One example demonstrates clearly how we assume different meanings in different contexts. A violinist played in a Washington DC subway for 43 minutes, earning a meager $32.17. Over a thousand employees passed but only seven stopped to listen. One woman recognized the renowned Joshua Bell who had played his $3.5 million Stradivarius violin in a symphony hall days before.

The context changes how and who you hear.

This predisposition to snap judgments based on appearances leads to gross misjudgments. For instance, we instinctively judge guilt or innocence based on demeanor. The guilty tend to look shifty, right? Sometimes they even look unremorseful. The price is sustained wrongful convictions, prejudice, and stereotypes.

As I write in my book, Tune in: How to Make Smarter Decisions in a Noisy World, when we blindly trust what we see and forget to challenge, we form flawed perceptions that crater careers, destroy reputations and lead to missed scams, scandals, and even suicides.

So why do we continue to fall into this trap? The answer lies in three fields: physics, neuroscience, and education.

Three Inter-related Disciplines Explain Why

1. Physics

At 340 meters per second, sound travels significantly slower than light which travels at a breathtaking 300 million meters per second. This divergence in speed manifests in different ways. For instance, during bad weather, you see lightning before hearing thunder. In sports, fans see a penalty goal scored before they hear the crowd roar. A gunman sees a blinding flash before hearing the sound of a gunshot. Even people die before their conscious brain registers pain. Sometimes, this can be a benefit.

2. Neuroscience

There’s only so much data our brains can process but most people still crave the false security it offers. “It is perhaps a pity that my eyes have seen more than my brain is able to assimilate or evaluate,” lamented astronaut Michael Collins in Carrying the Fire. Our brains instinctively process images faster than words. For example, renowned MIT neuroscientists estimate that the human brain can process visual information in under 13 milliseconds. That’s quicker than you can read this sentence.
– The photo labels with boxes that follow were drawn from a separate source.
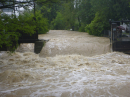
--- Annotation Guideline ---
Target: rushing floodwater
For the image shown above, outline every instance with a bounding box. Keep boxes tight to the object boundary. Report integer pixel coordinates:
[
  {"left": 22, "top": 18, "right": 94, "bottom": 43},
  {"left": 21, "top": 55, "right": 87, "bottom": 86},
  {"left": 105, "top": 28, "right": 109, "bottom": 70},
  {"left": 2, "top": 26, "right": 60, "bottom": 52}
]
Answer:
[{"left": 0, "top": 30, "right": 130, "bottom": 97}]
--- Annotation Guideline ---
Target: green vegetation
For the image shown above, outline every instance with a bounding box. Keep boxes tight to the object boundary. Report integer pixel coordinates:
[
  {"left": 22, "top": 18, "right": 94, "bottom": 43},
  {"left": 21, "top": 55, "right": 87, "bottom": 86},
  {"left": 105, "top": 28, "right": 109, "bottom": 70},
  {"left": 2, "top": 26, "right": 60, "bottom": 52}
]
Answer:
[{"left": 51, "top": 0, "right": 130, "bottom": 36}]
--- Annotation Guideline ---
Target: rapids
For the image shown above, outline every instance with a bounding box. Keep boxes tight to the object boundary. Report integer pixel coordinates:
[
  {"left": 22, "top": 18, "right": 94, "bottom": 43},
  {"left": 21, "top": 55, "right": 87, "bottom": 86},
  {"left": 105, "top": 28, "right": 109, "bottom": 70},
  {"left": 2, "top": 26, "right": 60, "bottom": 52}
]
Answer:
[{"left": 0, "top": 30, "right": 130, "bottom": 97}]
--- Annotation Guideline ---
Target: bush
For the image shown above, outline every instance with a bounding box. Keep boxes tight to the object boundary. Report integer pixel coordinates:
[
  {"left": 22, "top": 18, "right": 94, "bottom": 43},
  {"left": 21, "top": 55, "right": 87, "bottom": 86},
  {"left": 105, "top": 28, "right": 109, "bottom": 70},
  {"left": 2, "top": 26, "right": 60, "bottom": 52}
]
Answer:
[
  {"left": 51, "top": 12, "right": 65, "bottom": 30},
  {"left": 85, "top": 12, "right": 109, "bottom": 36},
  {"left": 0, "top": 11, "right": 49, "bottom": 51}
]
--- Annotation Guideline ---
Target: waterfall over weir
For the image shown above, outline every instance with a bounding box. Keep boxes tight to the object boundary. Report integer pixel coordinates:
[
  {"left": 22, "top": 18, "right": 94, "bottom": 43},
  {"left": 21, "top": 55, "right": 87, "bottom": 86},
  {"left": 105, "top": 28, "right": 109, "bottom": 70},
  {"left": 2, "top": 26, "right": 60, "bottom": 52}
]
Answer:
[{"left": 0, "top": 30, "right": 130, "bottom": 97}]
It's pervasive. Power holders, politicians, professors, and well-meaning parents tend to trust the image seen rather than interpret the words heard. This phenomenon is encapsulated in Albert Mehrabian’s “7–38–55 rule” which states that 55% of communication impact comes from visual body language while intonation accounts for 38%, and words 7%. Put another way, people only recall 7% of what you say but 93% of how you say it.

3. Education

Modern education favors visual learning, relegating other modes to the background. In the 1920s, mainstream psychologists suggested that at least three types of learning exist: visual, auditory, and kinesthetic. Most people primarily learn through visual images and pictures. Some learn by listening while a minority learn from hands-on activities.

Despite listening being a critical skill to sustain livelihoods, it’s a crater-sized curriculum gap. So too is understanding human behavior. School programs emphasize reading books rather than understanding behavior. Teachers emphasize listening to conversations rather than interpreting motivations. Many misguided instructors reward students who echo their views rather than thinking independently.
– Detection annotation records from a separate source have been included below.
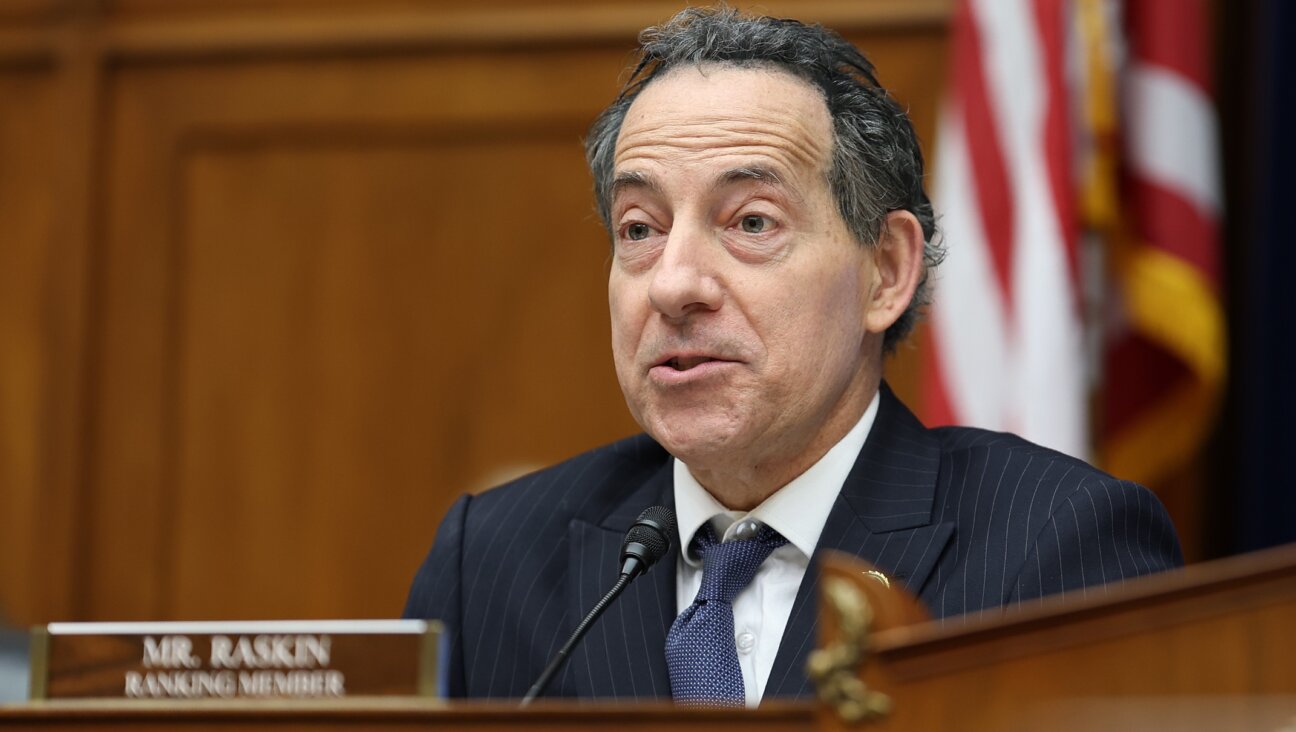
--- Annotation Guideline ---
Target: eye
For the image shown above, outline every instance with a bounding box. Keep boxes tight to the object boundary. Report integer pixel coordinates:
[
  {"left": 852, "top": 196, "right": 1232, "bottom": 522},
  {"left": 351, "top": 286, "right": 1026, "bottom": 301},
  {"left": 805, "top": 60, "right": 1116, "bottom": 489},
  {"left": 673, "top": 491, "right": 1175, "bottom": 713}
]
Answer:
[
  {"left": 740, "top": 214, "right": 774, "bottom": 233},
  {"left": 623, "top": 223, "right": 652, "bottom": 241}
]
A thought-provoking study by New York University psychologist Emily Balcetis asked students which sensory faculty they would prefer not to lose — if they had to! Which would you choose? Over 70% elected to keep their sight — i.e. the same proportion were willing to sacrifice hearing, taste, and smell.

To counteract this cognitive bias, raising awareness represents the crucial first step. But it’s not enough.

If you want to avoid the pain of regret, you must not only reinterpret messages in high-stakes situations but also engage with dissenting voices. It is only by avoiding a skewed sensory-based perspective that you make smarter decisions and boost your personal and professional influence, reputation, and advantage. It's time to tune into what really matters.